There are two main reasons: rounding and suppression. The Census Bureau rounds published values, and it may suppress very small cells to protect privacy. For 2020, the Bureau also published raw group counts rather than direct percentages, so Name Census converts those counts back into shares for comparability across census years.
A patronymic surname derived from the given name Dennis, meaning "follower of Dionysus" or "god of wine." The fuller origin note on this page goes into more detail.
All surname statistics on Name Census are drawn from the US Census Bureau's decennial surname frequency tables. These files list every surname that appeared 100 or more times in the 2020 Census, along with a count, a per-100,000 rate, and a self-reported demographic breakdown.

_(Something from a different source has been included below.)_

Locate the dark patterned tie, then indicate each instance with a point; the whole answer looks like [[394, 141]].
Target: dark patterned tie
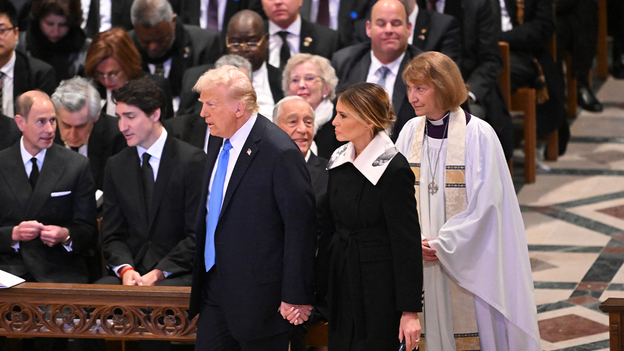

You can read the full explanation on our methodology page.
For surnames, Name Census does not age cohorts the way it does for first names. Instead, it takes the Census Bureau's published frequency for Tennyson (1.31 per 100,000) and applies that rate to the current U.S. resident population to estimate how many living Americans have the surname today.
For a quick modern estimate, our sister site HowManyOfMe.org answers that in one glance, with the living-bearer count front and centre.